Acórdão de 2º Grau

Roubo Majorado 0800870-82.2021.8.18.0039


Ementa

APELAÇÃO CRIMINAL. ROUBO MAJORADO. ATENUANTE. MENORIDADE RELATIVA. RECONHECIMENTO. INCIDÊNCIA DA SÚMULA 231. PENA DE MULTA. SÚMULA 07 DO TJPI. CRITÉRIO TRIFÁSICO. REDUÇÃO DA QUANTIDADE DE DIAS MULTA. RECURSO PARCIALMENTE PROVIDO. 1- Tendo sido a pena-base fixada em seu mínimo legal, ainda que presentes circunstâncias atenuantes, inviável a redução da pena abaixo do mínimo legal – Inteligência da Súmula 231 do STJ – Posição pacífica do STF. 2- “Não pode o julgador excluir a pena de multa cominada ao crime, fixada expressamente pelo legislador no preceito secundário, sob o argumento de hipossuficiência do apenado, vez que inexiste previsão legal para tal benefício” Súmula 07 deste Tribunal. 3- A pena de multa deve ser estabelecida de forma proporcional à privativa de liberdade imposta, obedecendo ao sistema trifásico encartado no art. 68 do Código Penal. 4- Sentença reformada apenas para reconhecer a atenuante da menoridade relativa, mantendo íntegra a pena privativa de liberdade e para reduzir a quantidade de dias-multa. (TJPI - APELAÇÃO CRIMINAL 0800870-82.2021.8.18.0039 - Relator: MARIA DO ROSARIO DE FATIMA MARTINS LEITE DIAS - 1ª Câmara Especializada Criminal - Data 12/12/2023 )

Acórdão


ÓRGÃO JULGADOR : 1ª Câmara Especializada Criminal

APELAÇÃO CRIMINAL (417) No 0800870-82.2021.8.18.0039

APELANTE: PEDRO DOS SANTOS NUNES
REPRESENTANTE: DEFENSORIA PUBLICA DO ESTADO DO PIAUI

APELADO: PROCURADORIA GERAL DA JUSTICA DO ESTADO DO PIAUI, MARIA DO LIVRAMENTO ALVES DE ARAUJO
REPRESENTANTE: PROCURADORIA GERAL DA JUSTICA DO ESTADO DO PIAUI

 

RELATOR(A): MARIA DO ROSÁRIO DE FÁTIMA MARTINS LEITE DIAS - JUÍZA DE DIREITO CONVOCADA


EMENTA

 

APELAÇÃO CRIMINAL. ROUBO MAJORADO. ATENUANTE. MENORIDADE RELATIVA. RECONHECIMENTO. INCIDÊNCIA DA SÚMULA 231. PENA DE MULTA. SÚMULA 07 DO TJPI. CRITÉRIO TRIFÁSICO. REDUÇÃO DA QUANTIDADE DE DIAS MULTA. RECURSO PARCIALMENTE PROVIDO.
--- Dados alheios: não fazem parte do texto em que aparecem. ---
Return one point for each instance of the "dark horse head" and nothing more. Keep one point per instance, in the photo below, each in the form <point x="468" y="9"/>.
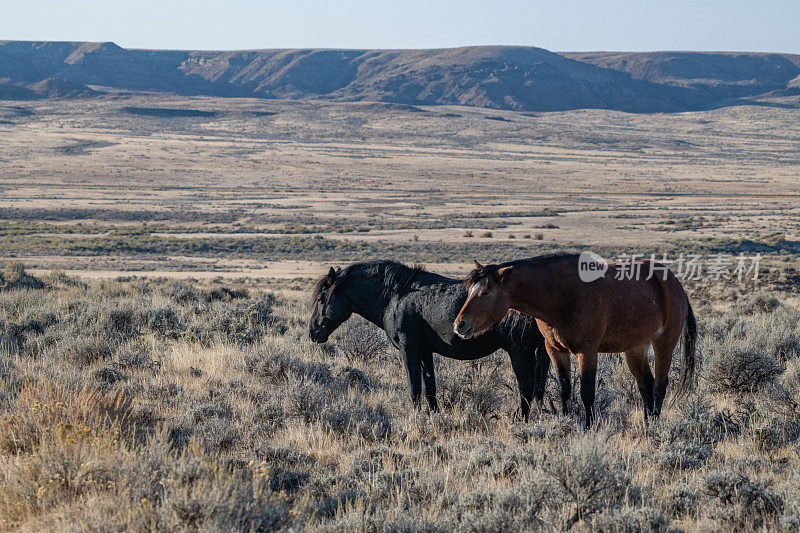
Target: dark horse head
<point x="364" y="288"/>
<point x="487" y="301"/>
<point x="328" y="309"/>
1- Tendo sido a pena-base fixada em seu mínimo legal, ainda que presentes circunstâncias atenuantes, inviável a redução da pena abaixo do mínimo legal – Inteligência da Súmula 231 do STJ – Posição pacífica do STF.
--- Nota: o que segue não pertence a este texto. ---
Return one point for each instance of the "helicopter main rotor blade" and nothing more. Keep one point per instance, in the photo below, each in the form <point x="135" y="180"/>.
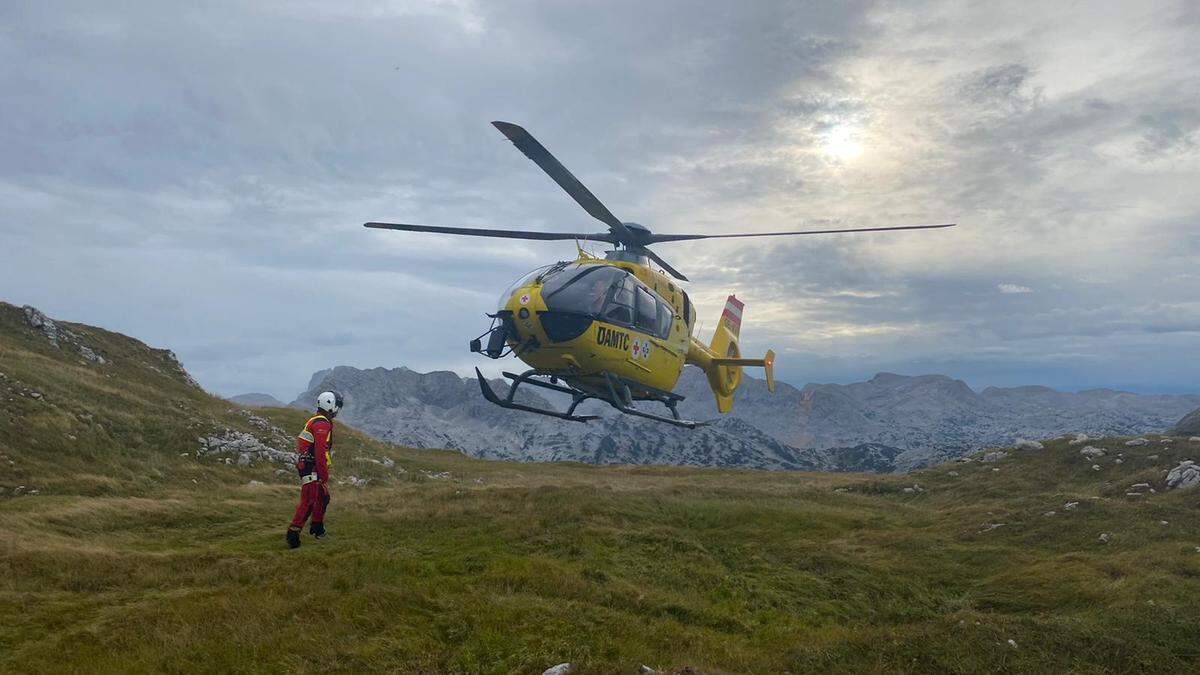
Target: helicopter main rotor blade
<point x="655" y="257"/>
<point x="501" y="233"/>
<point x="565" y="179"/>
<point x="661" y="238"/>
2- “Não pode o julgador excluir a pena de multa cominada ao crime, fixada expressamente pelo legislador no preceito secundário, sob o argumento de hipossuficiência do apenado, vez que inexiste previsão legal para tal benefício” Súmula 07 deste Tribunal.

3- A pena de multa deve ser estabelecida de forma proporcional à privativa de liberdade imposta, obedecendo ao sistema trifásico encartado no art. 68 do Código Penal.
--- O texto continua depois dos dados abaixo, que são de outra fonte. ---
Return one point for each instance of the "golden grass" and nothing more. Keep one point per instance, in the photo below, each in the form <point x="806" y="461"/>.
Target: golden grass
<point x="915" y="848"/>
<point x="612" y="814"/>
4- Sentença reformada apenas para reconhecer a atenuante da menoridade relativa, mantendo íntegra a pena privativa de liberdade e para reduzir a quantidade de dias-multa.

ACÓRDÃO


Acordam os componentes da Egrégia 1ª Câmara Especializada Criminal do Tribunal de Justiça do Estado do Piauí, à unanimidade, conheço do recurso para DAR PARCIAL PROVIMENTO, para reconhecer a atenuante do artigo 65, I do Código Penal, mantendo a pena privativa de liberdade em 05 anos e 04 meses de reclusão em regime inicial semiaberto em razão da incidência do entendimento previsto na Súmula 231 do Superior Tribunal de Justiça e para reduzir a pena de multa para 13 dias multa, mantido o valor do dia-multa em 1/30 do salário mínimo vigente à época dos fatos, em acordo parcial ao parecer Ministerial Superior, na forma do voto do(a) Relator(a).


RELATÓRIO


Trata-se de Recurso de Apelação Criminal interposto por PEDRO DOS SANTOS NUNES, contra a sentença proferida pelo Juiz de Direito da 1ª Vara Criminal da Comarca de Barras/PI, (Processo n° 0800870-82.2021.8.18.0039), exarada nos autos da ação penal proposta pelo MINISTÉRIO PÚBLICO DO ESTADO DO PIAUÍ.


Segundo a denúncia, no dia 04 de janeiro de 2021, por volta das 14 horas, na localidade Pau D’arco, zona rural de Barras-PI, a vítima Maria do Livramento Alves de Araújo estava transitando em sua motocicleta Honda Biz 125 ks cor azul, quando o réu, na companhia de Fabrício Xavier Ribamar se aproximaram em uma motocicleta Honda CG cor azul e anunciaram o assalto, dizendo “assalto, desce da moto, vagabunda, cadê o celular?”. Ato contínuo, a vítima desceu da motocicleta, amedrontada, informando que não possuía celular e sua motocicleta foi subtraída pelos denunciados (ID n. 13377484, p.37-41).


Após regular instrução sobreveio sentença (ID n. 13377665) que julgou procedente a denúncia para condenar o réu como incurso no artigo 157, § 2º, inciso II, do Código Penal Brasileiro e fixou pena de 05 anos e 04 meses de reclusão, em regime inicial semiaberto e pagamento de 100 dias multa.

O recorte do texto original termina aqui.